Cancer Institute

  • Flow Cytometry Sample Preparation

    Each investigator is responsible for sample preparation for both the Gallios analyzer and the MoFlo XDP cell sorter. Please make sure that the samples are prepared as per standard requirement of the instruments. This will ensure good quality data. A poorly prepared sample runs the risk of clogging the instruments. Please contact us if you have questions regarding sample preparation.

    IRB approval, Biosafety

    Each PI is responsible for having current IRB and biosafety approvals.

    For investigators running their own samples

    • Keys

      Each investigator will be provided with a key to access the core facility for after hour’s use for the particular day. We request you to not pass on the key to other investigators and return it to the Facility Operator the next day. In case the key is lost, it will be the responsibility of the investigator to replace the lock to the Core facility at his/her own expense.

    • Instrument care

      It is the responsibility of the investigator to take the necessary care of the Gallios analyzer as discussed during the training. This will ensure smooth running of the Core facility.

      Please refrain from handling/touching the MoFlo XDP cell sorter in the absence of facility staff.

    Sample preparation for flow cytometry analysis (Gallios)

    For flow cytometry analysis the minimal volume of sample required is 0.5 ml; the optimal concentration is between 0.5-1 x 106 cells per sample. Please bring the resuspended cells in Falcon 5 ml 12 x 75mm polystyrene round-bottom tubes (BD Falcon cat. number 352054). Samples must be in a single cell suspension. If they are not, you run the risk of clogging the instrument since the tubing and nozzle through which the cells pass is very narrow.

    Basically, if you see clumps or aggregates of cells and/or debris in your sample, it will not run properly. Adding 1mM EDTA should prevent the formation of cell clumps. In order to remove clumps or aggregates the sample should be filtered prior to running. We recommend using Falcon 5 ml polystyrene round-bottom tubes with cell strainer cap (BD Falcon cat. number 352235).

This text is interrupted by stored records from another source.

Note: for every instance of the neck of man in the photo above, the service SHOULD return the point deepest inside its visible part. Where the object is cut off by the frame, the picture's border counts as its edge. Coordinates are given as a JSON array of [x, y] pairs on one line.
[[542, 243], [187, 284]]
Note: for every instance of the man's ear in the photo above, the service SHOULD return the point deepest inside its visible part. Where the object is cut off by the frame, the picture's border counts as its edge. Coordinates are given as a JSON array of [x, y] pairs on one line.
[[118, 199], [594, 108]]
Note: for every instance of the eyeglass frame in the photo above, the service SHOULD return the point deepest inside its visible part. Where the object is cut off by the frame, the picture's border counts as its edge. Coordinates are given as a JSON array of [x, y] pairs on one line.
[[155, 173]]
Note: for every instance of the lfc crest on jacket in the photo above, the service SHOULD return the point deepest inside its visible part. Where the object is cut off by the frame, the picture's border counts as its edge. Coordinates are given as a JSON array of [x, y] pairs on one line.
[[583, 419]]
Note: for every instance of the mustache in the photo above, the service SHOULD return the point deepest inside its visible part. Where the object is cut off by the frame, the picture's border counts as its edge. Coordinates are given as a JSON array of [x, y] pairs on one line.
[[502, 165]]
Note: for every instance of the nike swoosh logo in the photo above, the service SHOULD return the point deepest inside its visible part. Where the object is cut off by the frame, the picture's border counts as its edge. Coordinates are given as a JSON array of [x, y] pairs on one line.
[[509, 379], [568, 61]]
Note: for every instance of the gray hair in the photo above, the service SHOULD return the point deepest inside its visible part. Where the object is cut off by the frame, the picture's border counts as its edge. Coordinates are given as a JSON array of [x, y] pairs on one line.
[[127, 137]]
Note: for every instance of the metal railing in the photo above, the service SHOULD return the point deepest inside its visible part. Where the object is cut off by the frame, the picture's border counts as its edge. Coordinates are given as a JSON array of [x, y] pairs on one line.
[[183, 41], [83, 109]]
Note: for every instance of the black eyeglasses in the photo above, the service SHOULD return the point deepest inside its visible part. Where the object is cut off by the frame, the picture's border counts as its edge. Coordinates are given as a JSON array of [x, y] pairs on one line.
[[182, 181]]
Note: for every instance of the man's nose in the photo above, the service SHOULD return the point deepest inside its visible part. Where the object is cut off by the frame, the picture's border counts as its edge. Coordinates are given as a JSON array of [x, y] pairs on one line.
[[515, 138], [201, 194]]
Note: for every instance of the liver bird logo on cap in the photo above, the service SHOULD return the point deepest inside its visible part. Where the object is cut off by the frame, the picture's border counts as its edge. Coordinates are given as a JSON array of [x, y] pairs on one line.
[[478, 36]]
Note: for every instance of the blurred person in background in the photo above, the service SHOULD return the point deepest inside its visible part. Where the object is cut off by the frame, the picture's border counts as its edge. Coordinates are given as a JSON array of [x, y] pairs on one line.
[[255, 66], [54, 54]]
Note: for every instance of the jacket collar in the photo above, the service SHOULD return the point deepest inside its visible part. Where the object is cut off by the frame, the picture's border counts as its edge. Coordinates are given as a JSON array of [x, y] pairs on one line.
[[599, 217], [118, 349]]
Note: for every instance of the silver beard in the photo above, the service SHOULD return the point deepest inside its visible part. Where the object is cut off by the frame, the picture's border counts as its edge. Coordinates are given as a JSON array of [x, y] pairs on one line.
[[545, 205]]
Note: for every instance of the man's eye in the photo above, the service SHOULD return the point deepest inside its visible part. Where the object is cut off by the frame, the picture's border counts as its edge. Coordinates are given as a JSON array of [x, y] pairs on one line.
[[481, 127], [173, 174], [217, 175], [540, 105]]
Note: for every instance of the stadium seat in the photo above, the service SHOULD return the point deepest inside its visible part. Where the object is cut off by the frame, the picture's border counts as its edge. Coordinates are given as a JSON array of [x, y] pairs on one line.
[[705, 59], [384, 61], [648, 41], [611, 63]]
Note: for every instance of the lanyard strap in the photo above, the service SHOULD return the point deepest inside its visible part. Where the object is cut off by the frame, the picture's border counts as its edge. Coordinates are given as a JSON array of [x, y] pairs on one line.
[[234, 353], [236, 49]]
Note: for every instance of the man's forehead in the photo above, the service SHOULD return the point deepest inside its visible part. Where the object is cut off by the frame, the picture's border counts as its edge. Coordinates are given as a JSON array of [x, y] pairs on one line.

    Sample preparation for cell sorting (MoFlo XDP)

    For sorting, a minimum of 10 x 106 cells is usually required; the optimal concentration is between 3-5 x 106 cells/ml. Cells ready for sorting should be resuspended and then collected in the media they are "happiest" in, which includes either commercially available FACS buffers, PBS, or cell culture media such as RPMI or DMEM. Please realize, that the presence of phenol-red in the culture media may affect the background florescence slightly, however in general this is not a problem. In the case of adherent or inherently sticky cells, it will help to add 1mM EDTA to the sorting buffer. Adding EDTA should prevent the formation of cell clumps, which will be aborted by the machine and not sorted. Also, addition of a buffering agent like HEPES (pH 7.0) to the sorting and collection buffers will help buffer the pH of the solution and aid in cell viability as the cells exit the sorter. Please bring the collection buffer of choice as well as extra sorting buffer in case the cells need to be diluted.

    Basic sorting buffer

    • 1X PBS or RPMI
    • 1mM EDTA
    • 25mM HEPES pH 7.0
    • 0.5-2% BSA or FBS

    Importantly the presence of dead cells and/or debris in the sample greatly reduces almost all the aspects of the sort, including efficiency, purity, accuracy and yield. This is in part due to the fact that 1) dead cells have higher auto florescence compared to live/healthy cells and will obstruct the detection of dim fluorescing populations, 2) dead cells are more subjective to non-specific binding of antibodies and dyes resulting in inaccurate selection and sorting of false positives, which affects the purity of the sort, 3) the presence of free DNA, released from dead cells in the sample leads to cell clumps and clogs, which can interrupt an jeopardize the entire sort. Also, data from clumped cells is aborted and the cells are discarded by the machine. A higher percentage of cells in clumps reduces the yield.

    Samples with large amounts of dead cells and/or debris must be cleaned before use. Depending on the specific problem, this can be done by either filtering the sample prior to sorting and/or adding DNAse to the sorting buffer. If the sample cannot be cleaned, it might help to do a viability stain using Propidium Iodide to discriminate live from dead cells and subtract the dead cells from the population. While the addition of Propidium Iodide will help in the resolution of the sort, realize that it adds an additional parameter and its use must be taken into account when selecting fluorochromes.